10 de dezembro de 2020
É publicado o Decreto-Lei que torna obrigatória a desindexação das tarifas de resíduos sólidos ao consumo da água. Além da separação, a lei clarifica a obrigatoriedade da aplicação da tarifa em função da quantidade de resíduos recolhidos até julho de 2026.
21 de abril de 2021
A ação “Lixo não é Água” é encerrada com sucesso. Estiveram connosco 27 239 consumidores. Juntos demos o primeiro passo para uma tarifa de resíduos mais amiga do ambiente, com benefício económico para os cidadãos que reciclam.
1 de janeiro de 2024
Entrou em vigor a obrigatoriedade de recolha de biorresíduos em todos os municípios, no âmbito da Diretiva-Quadro dos Resíduos da União Europeia, que estabelece as metas para a reciclagem de resíduos urbanos. Porém, a maioria ainda não dispõe deste tipo de recolha.
26 de março de 2024
É publicado o Decreto-Lei n.º 24/2024, de 26 de março: um retrocesso legislativo. Apenas a partir de 1 de janeiro de 2030 as tarifas de resíduos para o setor doméstico devem deixar de ser indexadas ao consumo de água.

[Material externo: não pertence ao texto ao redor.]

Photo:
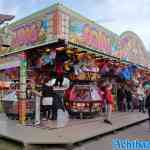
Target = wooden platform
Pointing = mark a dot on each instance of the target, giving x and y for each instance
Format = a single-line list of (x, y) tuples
[(74, 132)]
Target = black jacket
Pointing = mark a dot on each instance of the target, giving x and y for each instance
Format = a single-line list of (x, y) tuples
[(57, 102), (147, 104)]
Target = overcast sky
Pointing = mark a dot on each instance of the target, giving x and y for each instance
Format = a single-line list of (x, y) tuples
[(116, 15)]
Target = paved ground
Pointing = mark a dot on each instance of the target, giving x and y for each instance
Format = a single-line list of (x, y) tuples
[(75, 130), (140, 131)]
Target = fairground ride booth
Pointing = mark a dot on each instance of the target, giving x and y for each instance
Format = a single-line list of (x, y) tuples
[(39, 42)]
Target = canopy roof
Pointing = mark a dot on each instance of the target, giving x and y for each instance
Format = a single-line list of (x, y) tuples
[(4, 18)]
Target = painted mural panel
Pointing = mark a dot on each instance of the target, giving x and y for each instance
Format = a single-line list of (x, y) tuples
[(131, 48), (92, 36), (37, 31)]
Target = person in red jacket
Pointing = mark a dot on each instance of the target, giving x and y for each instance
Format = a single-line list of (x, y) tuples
[(109, 100)]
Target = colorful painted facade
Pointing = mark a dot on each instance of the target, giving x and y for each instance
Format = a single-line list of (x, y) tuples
[(59, 22)]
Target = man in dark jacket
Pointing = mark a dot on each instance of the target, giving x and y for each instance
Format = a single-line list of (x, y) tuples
[(57, 104), (147, 104)]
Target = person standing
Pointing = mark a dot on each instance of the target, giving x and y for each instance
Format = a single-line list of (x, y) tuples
[(147, 104), (128, 94), (120, 98), (110, 100), (141, 97)]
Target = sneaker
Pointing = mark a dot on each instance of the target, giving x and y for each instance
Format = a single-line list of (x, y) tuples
[(107, 121)]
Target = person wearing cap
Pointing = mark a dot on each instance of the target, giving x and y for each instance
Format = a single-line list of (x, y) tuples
[(109, 100)]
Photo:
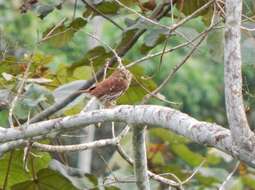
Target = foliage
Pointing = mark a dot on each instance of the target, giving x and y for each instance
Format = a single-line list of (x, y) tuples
[(60, 54)]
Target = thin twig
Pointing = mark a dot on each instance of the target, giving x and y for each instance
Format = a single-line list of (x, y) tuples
[(229, 176), (102, 14), (12, 106)]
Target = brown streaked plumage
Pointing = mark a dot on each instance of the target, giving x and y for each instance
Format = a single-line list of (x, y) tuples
[(112, 87)]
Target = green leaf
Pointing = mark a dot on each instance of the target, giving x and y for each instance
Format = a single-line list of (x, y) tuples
[(249, 180), (111, 188), (17, 173), (136, 92), (188, 7), (105, 7), (60, 35), (4, 115), (47, 180), (95, 57), (215, 42), (152, 39)]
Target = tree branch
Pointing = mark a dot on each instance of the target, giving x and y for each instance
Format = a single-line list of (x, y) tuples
[(158, 13), (240, 131), (205, 133), (140, 158)]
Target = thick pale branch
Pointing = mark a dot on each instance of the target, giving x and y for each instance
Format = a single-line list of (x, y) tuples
[(201, 132), (240, 131), (140, 159)]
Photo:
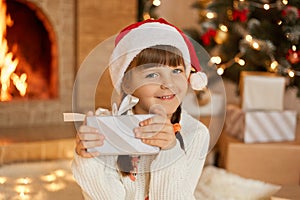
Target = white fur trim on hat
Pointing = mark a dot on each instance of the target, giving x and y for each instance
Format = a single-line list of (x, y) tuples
[(142, 37), (198, 80)]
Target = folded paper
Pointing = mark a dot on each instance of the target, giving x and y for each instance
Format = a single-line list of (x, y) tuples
[(119, 135)]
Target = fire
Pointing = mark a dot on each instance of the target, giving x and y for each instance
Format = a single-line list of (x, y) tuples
[(8, 63)]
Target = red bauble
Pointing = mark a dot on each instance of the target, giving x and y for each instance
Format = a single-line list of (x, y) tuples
[(293, 56)]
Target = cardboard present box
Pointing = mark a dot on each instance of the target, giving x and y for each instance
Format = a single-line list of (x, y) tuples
[(287, 192), (261, 126), (277, 163), (261, 91)]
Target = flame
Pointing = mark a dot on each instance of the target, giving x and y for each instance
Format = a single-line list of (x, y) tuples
[(8, 64)]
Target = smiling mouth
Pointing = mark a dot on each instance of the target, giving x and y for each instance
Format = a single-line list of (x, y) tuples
[(167, 97)]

Esta decisão dá continuidade à aplicação da tarifa que não reforça os princípios de justiça tarifária.
1 de janeiro de 2030
Data-limite para a adoção de tarifários de resíduos sólidos nos 308 municípios passa para 2030. Alguns concelhos já adotaram parcialmente o sistema PAYT com tarifa em função da quantidade de resíduos indiferenciados produzidos.